With the continuing growth of the Medical Device Industry, the need for sterilizable packaging, barrier packaging and other packaging requirements for medical/surgical products, is increasing. With increased performance requirements, medical packaging converters and material suppliers are faced with challenges to provide products to satisfy these needs.

In order to understand the Medical Device Packaging markets , it is essential to have proper perspective for the industry broken down by product, material and market segmentation; exclusive value chain analysis by key areas, and a review of technology developments and new application opportunities.

The packaging industry is continuously evolving as medical product companies institute changes in the design, development, and manufacture of packaging systems.

It is essential to have an awareness of important packaging issues involving both design and manufacture.

It is also important to have a basic understanding of the importance of validating processes and equipment, and the continuing need to maintain control of established packaging processes.
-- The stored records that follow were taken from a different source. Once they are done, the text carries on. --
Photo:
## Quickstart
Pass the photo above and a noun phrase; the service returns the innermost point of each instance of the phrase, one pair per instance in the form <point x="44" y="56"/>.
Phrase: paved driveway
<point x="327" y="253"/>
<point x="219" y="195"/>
The main objective is that the device package should protect the device during handling and shipping, and from the environment and microorganisms until the package is opened.

This includes allowing for any necessary sterilization. Packaging contains the product identification and other information Labeling. Packaging may also contain integral labeling and instructions for use. Finally, when the consumer is ready to use this product, the package should be easy to open without compromising the quality of the device. In the end, a well designed package facilitates use of the device and contributes substantially to the overall appeal of the product. It makes sense for the manufacturer to invest in the development of a safe, user friendly package.

PACKAGING DESIGN CONTROLS

Package design should be an integral part of the product development program. The total device and package system should be considered with respect to: device characteristics, sterilization process if any, sealing, labeling, secondary packaging, handling, shipping, environment, storage, federal regulations, and end use.

Defective packaging and seals have been a major cause of medical device recalls. This type of recall can often be avoided by correct package design including validation of the packaging and sealing processes.

It is important to be aware of the state-of-the-art in sealing methods and packaging materials, including their physical, chemical, biological, and compatibility characteristics and, of course, cost. "Wet" devices require high-barrier package materials and sealants with impermeability; resistance to solvents, grease, chemicals, and heat; and the ability to contain wetting agents, reagents, oils, or fragrances.

Design controls require that a packaging design undergo considerable validation, review, and documentation. However, the end result is a smooth transfer into production with increased package safety and efficacy, resulting in greater customer satisfaction and cost savings and reduced liability.

In addition to the GMP requirements, manufacturers should always study current packaging practices for products similar to theirs to determine current favorable practices and to prevent user packaging problems. For example, customary use may dictate the use of double primary packaging for some sterile devices. Finally, any packaging used for medical devices should satisfy the end user or customer requirements, which automatically satisfies one of the design GMP requirements. This is a key point to be considered during the design phase.

PACKAGING MATERIALS

Fulfilling the design control procedures discussed above should include using the most appropriate packaging materials available for the device.

Device packaging and shipping containers should be designed and constructed to protect the device from adulteration or damage during the customary conditions of processing, storage, handling, and distribution.

The package and device should be designed together so that all factors in the product and package system can be considered, such as device sharp edges and severe vacuum stresses. Some other factors to consider are:

It is important that sterile devices and their packaging material meet the requirements of the sterilization process, package sealing method, and intended use. For example, radiation sterilization may discolor packaging and sealing materials, or reduce their functional capabilities. All plastics are somewhat affected by radiation sterilization, occasionally positively, frequently negatively. Consideration should be given to the effect produced and the radiation dose needed to produce an effect. Complete storage and stability data should be compiled for sterile device packaging subjected to radiation or should be obtained from the supplier.

Ethylene oxide (EO) sterilization requires packaging material of sufficient porosity to allow air to leave the package and the gas to rapidly permeate the package, sterilize the product, and then leave the package. Adverse levels of EO residues left on the device harm the patient. Air washing at the end of the cycle reduces residues. Evacuation of the sterilization chamber for air removal, gas fill, and air washing can induce package stress, particularly when the cycle calls for high temperature, pressure, and rapid pressure changes before and after the gas exposure (dwell) period.